Şahan Gökbakar’ı tanımam ve filmlerinin de pek meraklısı sayılmam. Malum, 1 Mayıs’ta Taksim sırtlarında eylem yapanları işçiye benzetemediği mealinde sözler sarf etmişti. İzleyebildiğim kadarıyla bir hayli destekçi de bulmuştu.

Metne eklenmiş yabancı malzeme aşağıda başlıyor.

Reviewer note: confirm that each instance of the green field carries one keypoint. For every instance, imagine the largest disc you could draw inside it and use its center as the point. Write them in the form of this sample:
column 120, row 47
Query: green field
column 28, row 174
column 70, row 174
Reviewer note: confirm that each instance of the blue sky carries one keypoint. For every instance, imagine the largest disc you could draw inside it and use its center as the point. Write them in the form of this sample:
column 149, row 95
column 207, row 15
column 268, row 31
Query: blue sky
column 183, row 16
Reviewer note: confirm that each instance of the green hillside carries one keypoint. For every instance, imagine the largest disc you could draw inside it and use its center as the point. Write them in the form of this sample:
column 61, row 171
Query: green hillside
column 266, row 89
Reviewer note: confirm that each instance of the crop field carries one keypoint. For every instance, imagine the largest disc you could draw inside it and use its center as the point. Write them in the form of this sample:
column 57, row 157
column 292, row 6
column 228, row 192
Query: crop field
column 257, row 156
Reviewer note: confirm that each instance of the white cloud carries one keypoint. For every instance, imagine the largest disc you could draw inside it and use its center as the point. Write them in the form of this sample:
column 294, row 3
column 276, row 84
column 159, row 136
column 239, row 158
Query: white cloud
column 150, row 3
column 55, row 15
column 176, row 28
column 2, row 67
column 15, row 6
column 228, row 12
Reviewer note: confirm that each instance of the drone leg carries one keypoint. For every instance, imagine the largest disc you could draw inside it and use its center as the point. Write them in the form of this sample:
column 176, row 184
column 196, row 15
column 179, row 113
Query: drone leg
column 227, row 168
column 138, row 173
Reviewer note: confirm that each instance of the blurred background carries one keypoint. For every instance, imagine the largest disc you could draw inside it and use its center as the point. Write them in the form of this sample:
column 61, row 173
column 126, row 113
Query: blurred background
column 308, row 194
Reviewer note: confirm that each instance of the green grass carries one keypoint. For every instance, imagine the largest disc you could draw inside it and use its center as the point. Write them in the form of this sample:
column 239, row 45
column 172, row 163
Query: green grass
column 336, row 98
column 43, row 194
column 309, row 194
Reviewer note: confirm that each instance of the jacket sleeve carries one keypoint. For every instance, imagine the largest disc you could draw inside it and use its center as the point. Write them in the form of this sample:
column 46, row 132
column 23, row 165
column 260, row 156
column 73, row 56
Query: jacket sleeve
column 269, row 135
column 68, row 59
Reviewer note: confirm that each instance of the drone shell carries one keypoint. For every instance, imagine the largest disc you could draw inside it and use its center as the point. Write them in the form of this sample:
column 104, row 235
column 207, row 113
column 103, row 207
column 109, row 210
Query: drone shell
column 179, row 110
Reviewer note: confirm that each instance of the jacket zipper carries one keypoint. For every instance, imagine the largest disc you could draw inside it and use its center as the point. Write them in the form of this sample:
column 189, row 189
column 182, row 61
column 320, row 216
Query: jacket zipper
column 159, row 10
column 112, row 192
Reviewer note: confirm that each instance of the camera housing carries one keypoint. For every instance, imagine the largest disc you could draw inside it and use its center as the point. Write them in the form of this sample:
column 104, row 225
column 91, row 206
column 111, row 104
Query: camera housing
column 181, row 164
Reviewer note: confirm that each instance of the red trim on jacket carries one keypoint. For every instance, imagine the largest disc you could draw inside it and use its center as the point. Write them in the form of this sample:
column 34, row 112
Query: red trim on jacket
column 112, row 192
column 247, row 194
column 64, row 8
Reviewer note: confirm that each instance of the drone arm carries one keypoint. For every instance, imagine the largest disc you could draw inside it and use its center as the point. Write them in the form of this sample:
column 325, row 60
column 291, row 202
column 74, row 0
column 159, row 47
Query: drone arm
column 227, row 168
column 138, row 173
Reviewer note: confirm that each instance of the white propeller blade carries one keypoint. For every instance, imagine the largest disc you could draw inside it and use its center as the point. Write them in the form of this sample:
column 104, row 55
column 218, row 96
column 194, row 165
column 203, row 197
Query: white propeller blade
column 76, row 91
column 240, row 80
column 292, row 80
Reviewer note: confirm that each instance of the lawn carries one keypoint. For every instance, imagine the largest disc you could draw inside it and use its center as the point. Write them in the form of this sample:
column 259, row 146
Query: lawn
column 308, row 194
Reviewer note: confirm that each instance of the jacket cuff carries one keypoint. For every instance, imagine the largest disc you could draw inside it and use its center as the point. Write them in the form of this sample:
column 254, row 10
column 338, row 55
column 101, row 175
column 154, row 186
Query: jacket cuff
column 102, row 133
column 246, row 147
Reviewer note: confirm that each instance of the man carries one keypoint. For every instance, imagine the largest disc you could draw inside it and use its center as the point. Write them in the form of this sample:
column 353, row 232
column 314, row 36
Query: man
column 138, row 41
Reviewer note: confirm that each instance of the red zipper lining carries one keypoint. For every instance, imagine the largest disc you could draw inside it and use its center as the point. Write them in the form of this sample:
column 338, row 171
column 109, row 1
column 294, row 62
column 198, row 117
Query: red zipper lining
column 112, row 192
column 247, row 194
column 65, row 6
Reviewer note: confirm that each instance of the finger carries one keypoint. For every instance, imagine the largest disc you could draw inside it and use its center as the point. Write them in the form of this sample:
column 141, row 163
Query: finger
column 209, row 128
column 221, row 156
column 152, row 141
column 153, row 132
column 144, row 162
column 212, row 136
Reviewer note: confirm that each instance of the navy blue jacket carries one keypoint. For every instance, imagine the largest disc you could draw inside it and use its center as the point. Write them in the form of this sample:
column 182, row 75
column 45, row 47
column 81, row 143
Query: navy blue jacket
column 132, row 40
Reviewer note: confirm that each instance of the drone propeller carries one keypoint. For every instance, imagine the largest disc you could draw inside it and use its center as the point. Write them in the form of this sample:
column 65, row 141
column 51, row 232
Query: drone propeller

Ama anlaşılan o ki Şahan Gökbakar’ın Yeşilçam’da ekmek yiyebilmesi için bunu bir daha yapmaması gerekiyor. Yapmamak şöyle dursun, düşünmeden, tartışmadan şablonları tekrarlaması, ezberin dışına çıkmaması ve ötesini berisini kurcalamadan 1 Mayıs’a katılan herkesin işçi olduğunu söylemesi gerekiyor. Söyler mi söylemez mi bilinmez ama Vardan, kendi mahallesine gayet nazik ve hassas bir ihbarda bulunuyor:
“Sinema yazarı arkadaşlarıma şu soruyu sormak istiyorum: Böyle bir düşünceye sahip olan bir ismin içinde yer aldığı filmler için kalem oynatmaya değer mi acaba?”
Bu, “sinema yazarı arkadaşlara” tavsiye.
Bir de “sinema emekçisi arkadaşlar”a devrimci bir tavsiye var:
“Bundan böyle Şahan Gökbakar’ın herhangi bir projesinde yer alacak sinema emekçilerinden, ‘Genç yetenek’in ‘Emek’in bayramı’nda söylediklerini hatırlamalarını, akıllarının bir köşesinde yaptığı yorumları bulundurmalarını isteyeceğim...”
Emin olun, bu satırları okuyunca kendimi dünyadan bihaber hissettim.
Demek ki bunlar, 2013 Türkiyesi’nde ve üstelik en makul kalemler tarafından yazılabiliyormuş...
Mahalle baskısı gerçekten tehlikeli boyutlara ulaşmış da haberimiz yokmuş.